Amos Diggory der arrogante Schnösel mit seinen aalglatten Haaren und dem Zahnpastagrinsen stand vor Lily, sich räuspernd und die Hände knetend.

„Ich, also Lily... ich wollte dich fragen, morgen ist das letzte Hogsmeadwochenende vor den Ferien... und ich wollte dich fragen... also ich weiß das es ziemlich spät ist, aber... also ich wollte dich fragen ob du mich begleiten würdest?"

James lachte innerlich über diesen kläglichen Wurm vor ihm.

Er selbst hatte Lily bereits vor der Stunde gefragt doch sie hatte ihn –wie sooft- mit der Begründung abgespeist sie würde bereits mit ihren Freundinnen gehen.

Doch zu James unglaublichen Entsetzten lächelte Lily. Kein kalter Blick, wie er ihn vorhin bekommen hatte. Keine wütenden Funken die aus ihren Augen sprühten. Ein liebevoller Blick und ein Lächeln das James an ihr so liebte, auch wenn er nie der grund dafür war.

Lily, die sich sehr wohl klar über James Anwesenheit war, durchströmte ein unglaubliches Glücksgefühl. Der Junge in den sie schon seit Anfang ihres sechsten Schuljahres verliebt war fragte sie nach einem Date. Und der Junge der sie schon seit sechs Jahren nervte und hinterherlief würde mit ansehen wie sie zu Amos ‚Ja' sagen würde. Er würde endlich kapieren das er nie, NIEMALS, eine Chance bei ihr haben würde.

Als James sah wie sich Lilys zarte, rote Lippen zu einem ‚Ja' verformten, brach für ihn alles zusammen. Ein riesiger Kloß wie er ihn noch nie in seinem Leben hatte, bildete sich in seinem Hals. Sein Magen krampfte so sehr das er sich abstützen musste um nicht vornüber zufallen. In seinem Kopf drehte sich alles und Tränen des unglaublichen Schmerzen drückten gegen seine Augenlider. James war kotzübel und er war sich sicher, sich jeden Moment übergeben zumüssen.

Durch Lilys Kichern wurde er wieder in die Realität zurückgeholt und die schmerzte noch mehr. Amos hatte sich vorgelehnt und Lily einen Kuss auf die Wange gegeben. James wollte ihm sein dämliches Grinsen vom Gesicht schlagen, aber er fand keine Kraft dafür.

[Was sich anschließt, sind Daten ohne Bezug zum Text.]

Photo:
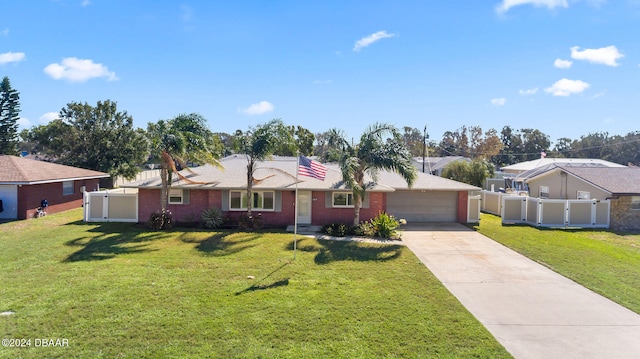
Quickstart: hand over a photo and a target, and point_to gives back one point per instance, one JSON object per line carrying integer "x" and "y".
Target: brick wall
{"x": 30, "y": 196}
{"x": 199, "y": 200}
{"x": 321, "y": 214}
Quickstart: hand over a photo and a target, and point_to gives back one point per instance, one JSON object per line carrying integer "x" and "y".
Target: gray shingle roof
{"x": 616, "y": 180}
{"x": 18, "y": 170}
{"x": 542, "y": 162}
{"x": 280, "y": 173}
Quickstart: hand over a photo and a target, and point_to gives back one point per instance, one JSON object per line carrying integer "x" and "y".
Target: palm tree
{"x": 259, "y": 144}
{"x": 373, "y": 153}
{"x": 175, "y": 142}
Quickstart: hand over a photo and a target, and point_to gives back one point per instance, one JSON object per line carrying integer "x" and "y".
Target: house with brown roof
{"x": 25, "y": 183}
{"x": 620, "y": 185}
{"x": 431, "y": 198}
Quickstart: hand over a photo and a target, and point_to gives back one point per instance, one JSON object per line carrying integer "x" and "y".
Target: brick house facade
{"x": 24, "y": 183}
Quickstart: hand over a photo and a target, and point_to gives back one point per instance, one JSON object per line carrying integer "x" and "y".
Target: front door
{"x": 304, "y": 207}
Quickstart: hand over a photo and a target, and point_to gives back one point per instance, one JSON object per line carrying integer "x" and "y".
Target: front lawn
{"x": 606, "y": 262}
{"x": 118, "y": 290}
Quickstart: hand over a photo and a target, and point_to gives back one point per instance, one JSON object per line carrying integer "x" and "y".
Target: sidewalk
{"x": 532, "y": 311}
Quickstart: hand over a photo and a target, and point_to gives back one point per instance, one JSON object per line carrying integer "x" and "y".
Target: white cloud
{"x": 505, "y": 5}
{"x": 24, "y": 122}
{"x": 566, "y": 87}
{"x": 604, "y": 55}
{"x": 78, "y": 70}
{"x": 499, "y": 101}
{"x": 8, "y": 57}
{"x": 48, "y": 117}
{"x": 528, "y": 92}
{"x": 368, "y": 40}
{"x": 257, "y": 108}
{"x": 562, "y": 64}
{"x": 187, "y": 13}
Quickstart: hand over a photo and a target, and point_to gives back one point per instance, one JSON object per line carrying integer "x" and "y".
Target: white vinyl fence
{"x": 473, "y": 209}
{"x": 553, "y": 213}
{"x": 119, "y": 205}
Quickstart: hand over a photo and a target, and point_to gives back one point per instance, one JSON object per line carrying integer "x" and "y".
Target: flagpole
{"x": 295, "y": 217}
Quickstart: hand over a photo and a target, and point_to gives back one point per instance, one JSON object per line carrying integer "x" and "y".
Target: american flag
{"x": 311, "y": 168}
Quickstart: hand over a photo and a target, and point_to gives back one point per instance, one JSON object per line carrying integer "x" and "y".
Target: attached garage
{"x": 423, "y": 206}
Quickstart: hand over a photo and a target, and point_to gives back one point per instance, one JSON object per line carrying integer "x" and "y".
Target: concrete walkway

So schnell er konnte kramte er seine letzten Federkiele zusammen und konnte dabei nicht umher das ihm stumme Tränen über die Wangen liefen. Ganz leise und doch so qualvoll.

Während er, die Luft anhaltend nach draußen rannte, schwirrten in Lilys Kopf die Fragen und besonders die Gefühle. ‚Hatte James etwa geweint?' und was war das für ein grausames Gefühl in ihrer Magengegend? Mitleid? Schuldgefühle?

Wenn James an diesen Nachmittag dachte verkrampfte sich immer noch sein ganzer Körper.

Und jedes Mal war da der riesige Kloß den er nicht los wurde.

Er würde mit ansehen müssen wie Amos seine Lily nächstes Jahr, küsste. Wie er ihr sanft durch die Haare fuhr. Wie er den Arm liebevoll um sie legte und wie er ihr einen sanften Kuss auf die Stirn drückte.

Die schmerzhafteste Erkenntnis war jedoch nicht das all dies Amos tuen könnte, sondern das jeder Junge es möglicherweise tuen könnte. Jeder, mit Ausnahme von ihm.

Er würde niemals der Mann an Lilys Seite sein.